Sind die Miet- und Wartungskosten von Rauchwarnmeldern umlagefähig?

Sind die Miet- und Wartungskosten von Rauchwarnmeldern umlagefähig?

In einem Gerichtsurteil vom 27.09.2011 ( AZ 1 S 171/11 ) des Landgerichts Magdeburg werden die Kosten für die Wartung und Miete von Rauchwarnmeldern als umlagefähige Betriebskosten angesehen. Allerdings wurde die Revision zugelassen. Ob sich andere Gerichte der Entscheidung des Landgerichts Magdeburg anschließen werden, bleibt abzuwarten.

 

Dort heißt es:

Die Mieter sind verpflichtet, die Kosten für die Wartung und Miete von Rauchwarnmeldern als Betriebskosten zu tragen.

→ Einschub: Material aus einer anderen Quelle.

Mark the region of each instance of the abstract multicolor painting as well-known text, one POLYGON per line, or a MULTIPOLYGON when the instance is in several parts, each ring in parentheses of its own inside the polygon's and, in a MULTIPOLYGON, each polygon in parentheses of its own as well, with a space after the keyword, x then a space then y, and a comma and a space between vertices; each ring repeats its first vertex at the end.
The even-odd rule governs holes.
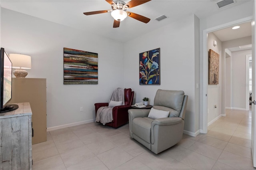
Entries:
POLYGON ((98 53, 64 48, 64 84, 98 84, 98 53))
POLYGON ((219 61, 220 55, 210 49, 208 59, 208 84, 219 84, 219 61))
POLYGON ((160 48, 140 53, 140 85, 160 84, 160 48))

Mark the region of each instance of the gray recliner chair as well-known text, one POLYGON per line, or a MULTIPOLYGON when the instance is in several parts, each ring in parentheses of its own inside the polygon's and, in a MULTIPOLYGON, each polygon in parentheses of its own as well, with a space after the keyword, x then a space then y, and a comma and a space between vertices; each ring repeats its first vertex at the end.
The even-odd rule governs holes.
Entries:
POLYGON ((183 91, 158 90, 153 108, 168 117, 154 119, 150 109, 129 110, 130 136, 156 154, 174 146, 182 138, 187 101, 183 91))

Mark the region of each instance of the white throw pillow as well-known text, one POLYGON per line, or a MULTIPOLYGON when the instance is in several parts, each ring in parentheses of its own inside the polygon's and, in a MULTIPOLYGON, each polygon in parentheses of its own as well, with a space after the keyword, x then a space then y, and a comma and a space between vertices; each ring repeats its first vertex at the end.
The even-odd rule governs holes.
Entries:
POLYGON ((108 107, 114 107, 116 106, 121 106, 122 105, 123 102, 122 101, 113 101, 111 100, 108 103, 108 107))
POLYGON ((163 118, 168 117, 169 113, 170 112, 168 111, 161 111, 152 108, 150 110, 150 111, 149 112, 148 117, 153 119, 163 118))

Rauchwarnmelder sind jährlich auf Beschädigungen und Funktion zu überprüfen und zu warten, d.h. die Lufteintrittsöffnung ist insbesondere von Staub ( z.B. Zigarettenrauch ) zu reinigen und es ist ein Probealarm auszulösen. Die Wartung besteht somit aus einer Kontrolle von Betriebsfähigkeit und -sicherheit, so dass die Wartungskosten als Betriebskosten ansatzfähig sind.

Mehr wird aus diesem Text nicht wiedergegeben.